We know that the Wolf has left a trail in the world and that there is now a need to dig up this gap that has affected many hearts scattered in many countries of the world.

Not a minute of silence for Intelisano, but a minute of sharing to the emergence of a network of admirers animated by respect for the Arts, made ​​pure by a man he never wanted to sell his passion for a wage.

Those who knew him has definitely enjoyed the intensity, sometimes violent, that his paintings “come out” from the canvas to almost extend an invitation to enter into his world . His artistic journey has encountered various characters and places, if it can cite: Marisa Vescovo, Michelangelo Castello, Paparoni, Massimo Minini; stay in 1990 in Arles (France) making a cycle of works on paper treated with sulfur and wax dedicated to Van Gogh and ’91 is in Germany, in Monaco of Bavaria, to make other works on paper at the gallery Moderne Kunst, in ’94 and ’95 stays at various locations in South America, where the Museum of Contemporary Art Caracas commissioned a series of works on paper, as well as a sculpture in iron and marble floor, No.99 and produces an installation for the University of Beaux Art in Luxor, Egypt 2002 in Trondhjem – Norway – with an important show. Since the disappearance of a great painter as Wolfgang Telis not expect the decay of the emotional content of his work and cultural, but a continuity in the above disclosure of the spirit that has filled up to the last breath of life.
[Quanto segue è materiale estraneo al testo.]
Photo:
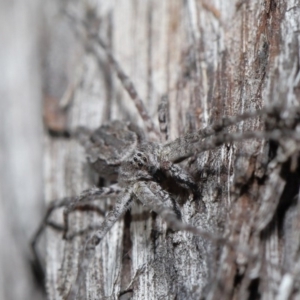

All his works are currently and sold around the globe. Since 2000, his work becomes more visceral, rigorous, entropic. Conceives several series of works: Visione Negata, Broken Time, MEDIterraNeA, Identity Lost. His personal style increasingly materialized, extreme impact, has the highest aspiration giving voice to a universal vision of the human condition. Davide Motta, Resp MIWTA Organization (IndependentMedia Wolfango Telis Art) with the consent of his daughter Angela Intelisano, to continue and follow the opera of “Wolf” in managing and promoting contemporary art for future generations.